Han de ser a la vez sencillos, porque sólo así puede ganarse el corazón de todos. Pero cuidado....., la prudencia, sin sencillez, se convertirá fácilmente en astucia. Los cristianos hemos de andar por el mundo con estas dos virtudes, que se fortalecen y complementan. La sencillez supone rectitud de intención, firmeza y coherencia en la conducta. La prudencia señala en cada ocasión los medios más adecuados para cumplir nuestro fin: "es el amor que discierne lo que ayuda ir a Dios de aquello que lo entorpece" (San Agustín,)
Para ser prudentes es necesario tener luz en el entendimiento; así podremos juzgar con rectitud los hechos y las circunstancias; sólo con una sólida formación doctrinal religiosa y con la ayuda de la gracia, sabremos encontrar los caminos que verdaderamente llevan a Dios, qué decisiones hemos de tomar... Sin embargo, en muchas ocasiones habremos de pedir consejo, pero no a cualquier persona, sino a una capacitada y animada por nuestros mismos deseos de amar a Dios y seguirle fielmente. Y no solamente en casos de extrema gravedad, sino en materia de lecturas o asistencia a espectáculos que pueden arrebatarnos la fe de una manera violenta o solapada.
La sencillez, tan cercana a la humildad, nos mueve a rectificar cuando nos hemos equivocado, o a pedir perdón por los errores que hemos cometido.

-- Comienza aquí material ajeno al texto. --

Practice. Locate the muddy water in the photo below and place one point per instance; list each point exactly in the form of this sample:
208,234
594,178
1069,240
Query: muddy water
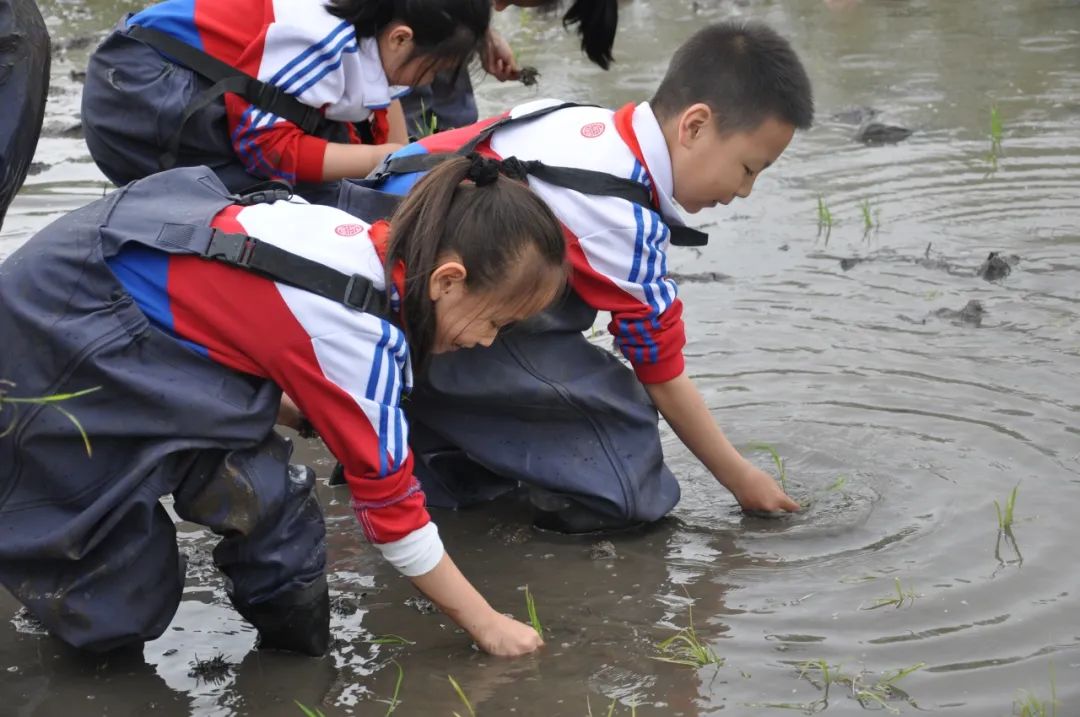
901,423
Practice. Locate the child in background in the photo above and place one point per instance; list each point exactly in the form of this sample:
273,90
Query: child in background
448,102
159,295
543,406
288,90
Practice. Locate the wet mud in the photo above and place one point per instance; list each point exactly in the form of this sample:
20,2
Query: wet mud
907,392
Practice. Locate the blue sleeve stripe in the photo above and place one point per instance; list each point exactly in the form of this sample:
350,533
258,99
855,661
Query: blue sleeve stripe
279,77
326,70
400,184
175,17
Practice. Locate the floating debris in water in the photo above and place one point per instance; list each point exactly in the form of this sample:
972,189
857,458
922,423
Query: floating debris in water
603,551
421,605
997,267
528,76
855,116
971,314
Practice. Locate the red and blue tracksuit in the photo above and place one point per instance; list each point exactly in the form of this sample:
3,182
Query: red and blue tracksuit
584,427
191,356
134,97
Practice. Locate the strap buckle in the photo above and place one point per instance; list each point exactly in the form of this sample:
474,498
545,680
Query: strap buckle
231,248
359,293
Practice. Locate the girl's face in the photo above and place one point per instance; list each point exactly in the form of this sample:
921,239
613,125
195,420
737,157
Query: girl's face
395,52
466,319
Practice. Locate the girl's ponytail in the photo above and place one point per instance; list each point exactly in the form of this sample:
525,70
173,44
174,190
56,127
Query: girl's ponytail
596,21
495,225
367,16
442,29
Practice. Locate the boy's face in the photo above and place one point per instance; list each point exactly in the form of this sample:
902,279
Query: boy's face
710,167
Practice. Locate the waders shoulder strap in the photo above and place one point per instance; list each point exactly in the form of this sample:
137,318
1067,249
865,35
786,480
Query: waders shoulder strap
226,78
247,253
586,181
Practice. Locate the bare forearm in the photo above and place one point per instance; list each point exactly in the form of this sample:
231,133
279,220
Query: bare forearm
395,118
345,161
447,587
683,406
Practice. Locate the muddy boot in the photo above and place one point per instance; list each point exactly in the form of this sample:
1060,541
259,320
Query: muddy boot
559,514
298,621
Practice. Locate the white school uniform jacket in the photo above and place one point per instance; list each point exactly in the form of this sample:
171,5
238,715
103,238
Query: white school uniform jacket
618,248
296,45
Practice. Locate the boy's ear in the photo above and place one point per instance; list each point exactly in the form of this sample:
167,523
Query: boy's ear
692,122
446,279
400,36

Existe una falsa prudencia a la que San Pablo llama prudencia de la carne (Romanos 8, 10). Es aquella que padece el que no toma una decisión por evitarse un problema, el que se deja llevar por respetos humanos, el que no se compromete del todo ni con Dios ni con sus semejantes. Ningún hombre, ninguna mujer se habrían entregado a Dios o habrían iniciado una empresa sobrenatural con esta prudencia de la carne porque siempre habrían encontrado razones para negarse o para retrasar su respuesta.
La Virgen nos ayudará a ser humildes y audaces para que ante los imposibles podamos responder a Dios como Ella.